Judge Preska says it has been her experience that judges who have spent time as
commercial litigators prior to joining the bench tend to have a more finely tuned ability to locate the line between findings of fact, conclusions of law and "veering off into policy."
"You have to know where the line is and decide if you're going to step over it," she adds. "It's up to each and every judge."
A 'Down-to-the-Bone Civilized' Jurist
Those who know Judge Preska best say her style on the bench is defined by her respect for litigants and an abiding belief in the right of everyone who comes before her to receive a fair and full hearing.
Monaghan recalled her former mentor's handling of an especially bizarre immigration
fraud case early in her tenure on the federal bench as particularly demonstrative of the compassion and composure that are Judge Preska's trademark.
The case was against an outlandish pro se defendant who claimed he did not recognize the authority of the U.S. government and pledged allegiance to the Free Moorish Zodiac Constitution, and Monaghan says Judge Preska "bent over backward" from the start to sure he had every opportunity to present his case.
As Monaghan tells it, she and many others in attendance considered the oddball defendant to be harmless and "kind of amusing" - right up until the moment he flew into a fit of rage, flipped over the massive counsel's table and lunged violently toward the bench.
The man was quickly subdued by marshals, after which Judge Preska immediately returned to chambers and began researching how to best protect the constitutionally guaranteed rights of a criminal defendant who has turned violent, according to Monaghan.
"Judge Preska didn't bat an eye," Monaghan says. "Even though he had actually physically threatened her, she was still very protective of the process and his rights."
Nearly two decades later, Monaghan looks back on Judge Preska's reaction as a revealing glimpse into the unflappable demeanor and respect for fairness that have defined her time on the bench.
"She's down-to-the-bone civilized in a way you don't always see in litigation," Monaghan said. "I never saw her lose her cool, no matter how many things were going on.
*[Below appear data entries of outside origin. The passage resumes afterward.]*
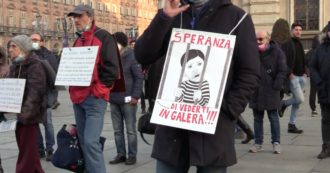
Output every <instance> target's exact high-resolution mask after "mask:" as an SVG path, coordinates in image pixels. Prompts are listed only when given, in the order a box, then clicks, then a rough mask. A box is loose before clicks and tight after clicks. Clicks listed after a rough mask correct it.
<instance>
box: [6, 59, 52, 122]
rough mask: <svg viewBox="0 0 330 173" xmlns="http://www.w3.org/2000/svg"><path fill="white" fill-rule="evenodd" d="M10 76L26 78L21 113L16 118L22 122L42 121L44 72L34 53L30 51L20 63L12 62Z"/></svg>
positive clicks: (10, 76) (44, 81) (46, 100)
mask: <svg viewBox="0 0 330 173" xmlns="http://www.w3.org/2000/svg"><path fill="white" fill-rule="evenodd" d="M9 77H10V78H20V79H26V83H25V90H24V95H23V103H22V108H21V113H19V114H17V120H18V122H20V123H23V124H36V123H43V122H45V119H44V117H43V115H45V114H46V109H47V94H46V87H47V84H46V83H47V82H46V74H45V71H44V69H43V66H42V64H41V62H40V60H38V57H37V55H36V54H34V53H30V54H29V55H28V56H27V57H26V59H25V60H24V61H22V62H21V63H19V64H17V63H13V64H12V66H11V68H10V75H9Z"/></svg>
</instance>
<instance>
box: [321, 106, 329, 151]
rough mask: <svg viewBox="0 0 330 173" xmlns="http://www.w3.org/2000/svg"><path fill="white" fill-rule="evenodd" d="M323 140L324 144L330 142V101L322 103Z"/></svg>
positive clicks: (322, 131) (325, 143)
mask: <svg viewBox="0 0 330 173" xmlns="http://www.w3.org/2000/svg"><path fill="white" fill-rule="evenodd" d="M320 105H321V115H322V121H321V122H322V124H321V128H322V140H323V144H330V103H321V104H320Z"/></svg>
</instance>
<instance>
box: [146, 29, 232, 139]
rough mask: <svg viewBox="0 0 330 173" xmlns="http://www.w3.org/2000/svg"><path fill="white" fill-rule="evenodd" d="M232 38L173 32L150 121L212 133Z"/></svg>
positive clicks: (215, 127)
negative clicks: (156, 96)
mask: <svg viewBox="0 0 330 173" xmlns="http://www.w3.org/2000/svg"><path fill="white" fill-rule="evenodd" d="M235 41H236V36H234V35H226V34H218V33H211V32H201V31H195V30H186V29H176V28H175V29H173V30H172V35H171V39H170V42H169V46H168V50H167V55H166V61H165V64H164V68H163V74H162V78H161V82H160V85H159V89H158V93H157V98H156V102H155V105H154V109H153V112H152V117H151V122H152V123H155V124H160V125H165V126H171V127H176V128H181V129H187V130H191V131H197V132H202V133H208V134H214V133H215V129H216V126H217V123H218V119H219V116H221V113H220V107H221V103H222V99H223V94H224V90H225V86H226V82H227V76H228V72H229V68H230V63H231V59H232V54H233V50H234V47H235Z"/></svg>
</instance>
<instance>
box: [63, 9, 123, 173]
mask: <svg viewBox="0 0 330 173" xmlns="http://www.w3.org/2000/svg"><path fill="white" fill-rule="evenodd" d="M68 16H70V17H73V19H74V23H75V25H76V28H77V30H78V32H77V35H78V38H77V40H76V41H75V43H74V47H83V46H99V51H98V54H97V57H96V63H95V67H94V71H93V74H92V80H91V84H90V86H87V87H80V86H70V88H69V92H70V98H71V101H72V102H73V109H74V113H75V119H76V124H77V130H78V137H79V141H80V144H81V147H82V150H83V153H84V159H85V164H86V171H87V172H97V173H106V169H105V164H104V157H103V153H102V149H101V143H100V142H99V139H100V135H101V132H102V129H103V121H104V113H105V110H106V107H107V102H108V101H109V95H110V90H111V89H112V88H113V87H114V82H115V81H116V80H117V79H119V77H120V62H119V61H120V60H119V57H118V54H117V51H118V50H117V44H116V42H115V40H114V38H113V37H112V36H111V34H110V33H109V32H107V31H105V30H104V29H101V28H99V27H97V26H96V25H95V17H94V10H93V9H92V8H91V7H90V6H88V5H83V4H81V5H78V6H76V7H75V8H74V10H73V11H72V12H70V13H69V14H68Z"/></svg>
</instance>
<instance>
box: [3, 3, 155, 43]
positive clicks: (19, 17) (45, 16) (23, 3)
mask: <svg viewBox="0 0 330 173" xmlns="http://www.w3.org/2000/svg"><path fill="white" fill-rule="evenodd" d="M81 3H84V4H89V5H91V6H92V7H93V8H94V10H95V16H96V24H97V25H98V26H99V27H101V28H104V29H106V30H108V31H110V32H111V33H113V32H116V31H123V32H126V33H127V34H128V35H129V37H130V39H135V38H136V37H137V36H138V35H139V34H140V33H142V32H143V31H144V29H145V28H146V27H147V26H148V24H149V23H150V20H151V19H152V18H153V17H154V14H155V12H156V11H157V9H158V1H157V0H0V45H6V43H7V41H8V40H9V39H10V38H11V37H12V36H15V35H18V34H27V35H29V34H31V33H32V32H34V31H37V32H40V33H42V34H43V35H44V36H45V38H46V43H47V47H48V48H50V49H60V48H61V47H62V41H63V38H64V36H65V35H67V36H68V38H69V43H70V44H72V41H73V40H74V32H75V27H74V25H73V21H72V20H71V19H70V18H66V14H67V13H69V12H70V11H71V10H72V9H73V8H74V6H75V5H78V4H81Z"/></svg>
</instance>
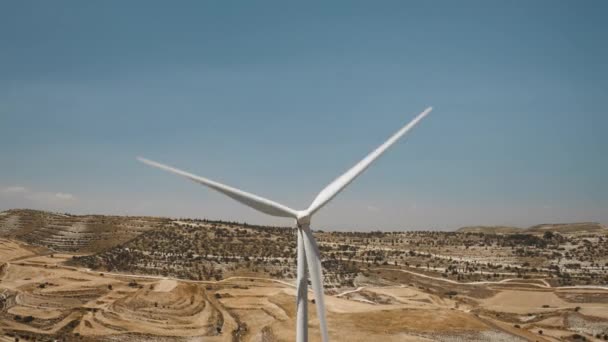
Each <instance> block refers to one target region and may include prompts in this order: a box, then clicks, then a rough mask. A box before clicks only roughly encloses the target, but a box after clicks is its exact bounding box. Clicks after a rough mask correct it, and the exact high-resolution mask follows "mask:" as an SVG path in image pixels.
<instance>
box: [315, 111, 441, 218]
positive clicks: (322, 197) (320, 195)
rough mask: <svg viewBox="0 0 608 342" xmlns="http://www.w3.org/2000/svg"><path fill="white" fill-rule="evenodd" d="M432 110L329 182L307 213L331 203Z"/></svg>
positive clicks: (379, 146) (411, 123)
mask: <svg viewBox="0 0 608 342" xmlns="http://www.w3.org/2000/svg"><path fill="white" fill-rule="evenodd" d="M431 110H433V108H432V107H429V108H427V109H425V110H424V112H422V113H420V114H418V116H416V117H415V118H414V120H412V121H410V123H408V124H407V125H405V126H403V128H401V129H400V130H399V131H398V132H397V133H395V134H394V135H393V136H391V137H390V138H389V139H388V140H387V141H386V142H384V144H382V145H380V146H379V147H378V148H376V149H375V150H374V151H372V152H371V153H370V154H368V155H367V156H366V157H365V158H363V159H362V160H361V161H360V162H358V163H357V164H356V165H355V166H353V167H352V168H351V169H350V170H348V171H346V172H345V173H344V174H343V175H341V176H340V177H338V178H336V179H335V180H334V181H333V182H331V183H330V184H329V185H328V186H326V187H325V189H323V190H321V192H320V193H319V194H318V195H317V197H316V198H315V199H314V201H312V204H311V205H310V207H308V210H307V211H308V212H309V213H310V214H311V215H312V214H314V213H315V212H316V211H317V210H319V209H321V208H322V207H323V206H324V205H325V204H326V203H327V202H329V201H331V199H332V198H334V197H335V196H336V195H337V194H338V193H340V191H342V190H343V189H344V188H345V187H346V186H347V185H348V184H350V183H351V182H352V181H353V180H354V179H355V178H357V176H358V175H360V174H361V173H362V172H363V171H365V169H367V168H368V167H369V166H370V165H371V163H373V162H374V160H376V159H377V158H378V157H380V156H381V155H382V154H383V153H384V152H385V151H386V150H387V149H388V148H389V147H391V146H392V145H393V144H394V143H395V142H397V140H399V138H401V137H402V136H403V135H404V134H405V133H407V132H408V131H409V130H410V129H411V128H412V127H414V126H415V125H416V124H417V123H418V122H419V121H420V120H422V118H424V117H425V116H426V115H427V114H428V113H430V112H431Z"/></svg>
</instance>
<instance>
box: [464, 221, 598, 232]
mask: <svg viewBox="0 0 608 342" xmlns="http://www.w3.org/2000/svg"><path fill="white" fill-rule="evenodd" d="M607 231H608V228H607V227H605V226H604V225H602V224H599V223H597V222H577V223H543V224H538V225H534V226H532V227H528V228H519V227H510V226H469V227H462V228H459V229H458V230H457V232H460V233H485V234H512V233H529V234H544V233H545V232H553V233H561V234H577V233H580V234H584V233H602V232H604V233H606V232H607Z"/></svg>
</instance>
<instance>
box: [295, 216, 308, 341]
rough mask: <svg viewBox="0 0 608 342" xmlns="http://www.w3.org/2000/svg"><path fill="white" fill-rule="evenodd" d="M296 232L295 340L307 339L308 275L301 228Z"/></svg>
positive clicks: (307, 336) (303, 241)
mask: <svg viewBox="0 0 608 342" xmlns="http://www.w3.org/2000/svg"><path fill="white" fill-rule="evenodd" d="M296 231H297V234H298V259H297V262H298V266H297V267H298V276H297V280H296V281H297V284H296V286H297V290H296V291H297V295H296V297H297V299H296V307H297V314H296V320H297V323H296V342H307V341H308V275H307V269H306V252H305V251H304V239H303V237H302V230H301V229H300V228H299V227H298V228H297V229H296Z"/></svg>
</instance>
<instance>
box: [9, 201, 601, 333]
mask: <svg viewBox="0 0 608 342" xmlns="http://www.w3.org/2000/svg"><path fill="white" fill-rule="evenodd" d="M0 235H1V237H0V329H1V331H0V341H16V340H42V341H45V340H48V341H51V340H66V341H119V340H120V341H144V340H145V341H167V340H171V341H190V340H204V341H292V340H294V336H295V334H294V327H295V288H294V283H295V281H294V274H295V267H296V265H295V259H294V257H295V255H294V253H295V236H294V230H293V229H291V228H282V227H262V226H251V225H247V224H244V223H234V222H219V221H205V220H189V219H167V218H148V217H116V216H74V215H68V214H55V213H47V212H39V211H31V210H11V211H8V212H3V213H0ZM315 236H316V237H317V239H318V240H319V244H320V248H321V251H322V254H323V268H324V278H325V279H324V282H325V292H326V301H327V304H326V305H327V311H328V324H329V328H330V336H331V338H332V340H335V341H342V340H345V337H346V336H347V337H348V340H349V341H351V340H352V341H376V340H383V341H384V340H385V341H583V340H590V341H600V340H602V341H603V340H608V278H607V277H608V234H607V232H606V229H605V228H604V227H602V226H599V225H596V224H587V223H585V224H574V225H573V224H568V225H546V224H545V225H539V226H535V227H531V228H530V229H520V230H517V231H514V232H508V231H504V230H503V231H501V232H497V231H464V232H462V231H460V232H424V231H420V232H368V233H337V232H324V231H316V232H315ZM309 300H311V301H312V293H311V296H310V298H309ZM312 307H314V306H312ZM312 307H311V308H312ZM310 311H311V312H310V313H309V314H310V315H311V319H310V329H311V332H310V335H311V340H313V341H317V340H318V336H319V335H318V322H317V321H316V318H315V310H314V309H311V310H310Z"/></svg>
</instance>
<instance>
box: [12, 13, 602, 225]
mask: <svg viewBox="0 0 608 342" xmlns="http://www.w3.org/2000/svg"><path fill="white" fill-rule="evenodd" d="M606 15H608V4H607V3H606V2H605V1H585V2H574V1H534V2H529V1H511V2H498V1H496V2H488V1H460V2H453V1H427V2H404V1H384V2H370V1H367V2H356V1H348V2H346V1H344V2H340V1H333V2H307V3H295V2H285V1H261V2H255V3H254V2H236V1H234V2H233V1H221V2H220V1H208V2H202V1H192V2H187V1H181V2H168V1H165V2H152V1H146V2H143V1H140V2H136V1H129V2H122V1H105V2H96V3H94V2H81V1H55V2H44V1H13V2H3V3H2V4H0V42H1V45H0V46H1V49H0V156H1V157H2V158H1V160H2V161H1V167H0V210H3V209H9V208H14V207H32V208H40V209H48V210H58V211H68V212H74V213H114V214H130V215H136V214H145V215H158V216H189V217H207V218H214V219H232V220H239V221H242V220H246V221H248V222H253V223H271V224H284V225H287V224H290V222H289V220H283V219H274V218H267V217H265V216H264V215H263V214H259V213H257V212H254V211H252V210H251V209H248V208H244V207H242V206H241V205H240V204H238V203H235V202H233V201H232V200H230V199H226V198H224V197H223V196H222V195H219V194H216V193H213V192H211V191H209V190H207V189H205V188H202V187H200V186H197V185H196V184H193V183H190V182H188V181H186V180H183V179H181V178H178V177H176V176H173V175H170V174H167V173H164V172H161V171H158V170H155V169H152V168H149V167H147V166H145V165H142V164H140V163H137V162H136V161H135V156H138V155H142V156H146V157H148V158H151V159H155V160H158V161H161V162H165V163H168V164H171V165H174V166H176V167H179V168H182V169H186V170H189V171H191V172H193V173H197V174H200V175H203V176H206V177H209V178H211V179H215V180H218V181H222V182H225V183H227V184H230V185H233V186H237V187H241V188H243V189H245V190H248V191H251V192H254V193H257V194H260V195H262V196H265V197H268V198H271V199H273V200H276V201H278V202H281V203H284V204H286V205H289V206H291V207H294V208H297V209H300V208H305V207H307V206H308V204H309V203H310V202H311V201H312V199H313V198H314V197H315V195H316V193H317V192H318V191H319V190H321V188H322V187H323V186H325V185H326V184H327V183H328V182H330V181H331V180H332V179H334V178H335V177H336V176H338V175H339V174H340V173H342V172H344V171H345V170H346V169H347V168H349V167H350V166H352V165H353V164H354V163H355V162H357V161H358V160H359V159H361V158H362V157H363V156H364V155H366V154H367V153H368V152H369V151H370V150H371V149H373V148H375V147H376V146H377V145H378V144H380V143H382V142H383V141H384V140H385V139H386V138H387V137H388V136H389V135H390V134H392V133H393V132H394V131H395V130H397V129H398V128H399V127H400V126H402V125H403V124H405V123H406V122H407V121H409V120H410V119H411V118H413V116H414V115H416V114H417V113H418V112H420V111H422V110H423V109H424V108H426V107H427V106H429V105H432V106H433V107H434V108H435V111H434V112H433V113H432V114H431V115H429V116H428V117H427V118H426V119H425V120H424V121H423V122H422V123H421V124H420V125H419V126H417V127H416V129H415V130H413V131H412V132H411V133H410V134H408V136H407V137H406V138H405V139H404V140H403V141H401V142H400V143H399V144H397V145H395V146H394V147H393V148H392V149H391V150H390V151H389V152H388V153H387V154H386V155H385V156H383V158H381V159H380V160H379V161H378V162H377V163H376V164H375V165H373V166H372V167H371V168H370V169H369V170H368V171H367V172H366V173H365V174H364V175H362V176H361V177H360V178H359V179H357V181H356V182H355V183H353V184H352V185H351V186H350V187H349V188H348V189H347V190H346V191H345V192H343V193H342V194H340V196H338V197H337V198H336V199H335V200H334V202H332V203H331V204H330V205H328V206H327V207H326V208H325V209H324V210H323V211H321V212H319V214H318V215H317V216H316V217H315V221H314V222H313V226H315V227H317V228H325V229H356V230H370V229H390V230H393V229H451V228H456V227H459V226H462V225H471V224H492V225H499V224H508V225H520V226H527V225H531V224H535V223H541V222H570V221H600V222H603V223H608V185H607V184H608V182H607V181H606V175H607V174H608V157H606V156H607V153H606V151H607V150H608V143H607V142H606V132H607V131H608V111H607V109H606V108H608V96H607V95H608V63H606V61H607V60H608V44H606V43H605V38H606V36H607V35H608V22H607V21H606V20H605V17H606Z"/></svg>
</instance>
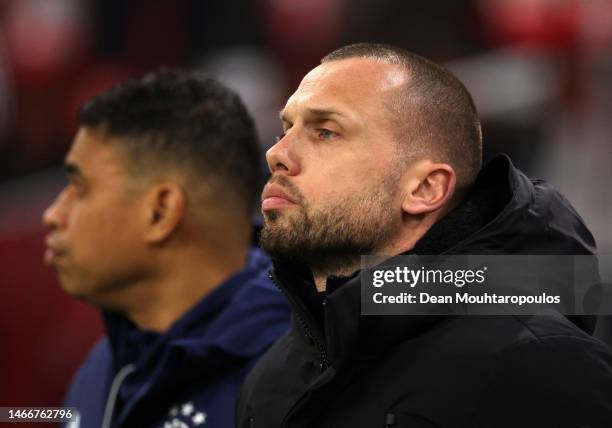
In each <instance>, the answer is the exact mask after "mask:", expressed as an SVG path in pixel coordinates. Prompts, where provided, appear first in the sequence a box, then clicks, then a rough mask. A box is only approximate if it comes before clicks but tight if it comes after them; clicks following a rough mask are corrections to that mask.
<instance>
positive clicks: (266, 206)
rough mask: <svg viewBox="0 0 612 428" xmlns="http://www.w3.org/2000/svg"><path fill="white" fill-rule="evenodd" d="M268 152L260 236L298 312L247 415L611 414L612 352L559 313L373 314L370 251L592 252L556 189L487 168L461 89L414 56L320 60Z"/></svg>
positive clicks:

She was always courteous, and gave every litigant a fair chance to be heard."
Stroock & Stroock & Lavan LLP partner James L. Bernard, another of the legion of former clerks for Judge Preska who have since risen to leadership positions at some of the top firms in the nation, says his former mentor's communication skills have also made her a notoriously effective mediator.
"Different judges have different views on mediation, but Judge Preska is firmly of the view it is time well spent," Bernard says. "She's a good listener and really empathizes with parties, and both parties will come away from mediation feeling that they've had their day in court."
Judge Preska attributes her prowess in mediation to the late Milton Pollack, the long-tenured Southern District institution who remained active in the court until his 2004 death at the age of 97 and who played a vital role in Judge Preska's early career.
"He had more of a head- bashing style of settlement, and I could no more emulate his style than I could fly out this window," Judge Preska said. "But what he taught me about settlement was that you have to listen to people to understand what it is they want and need, even though sometimes they don't say explicitly what that is."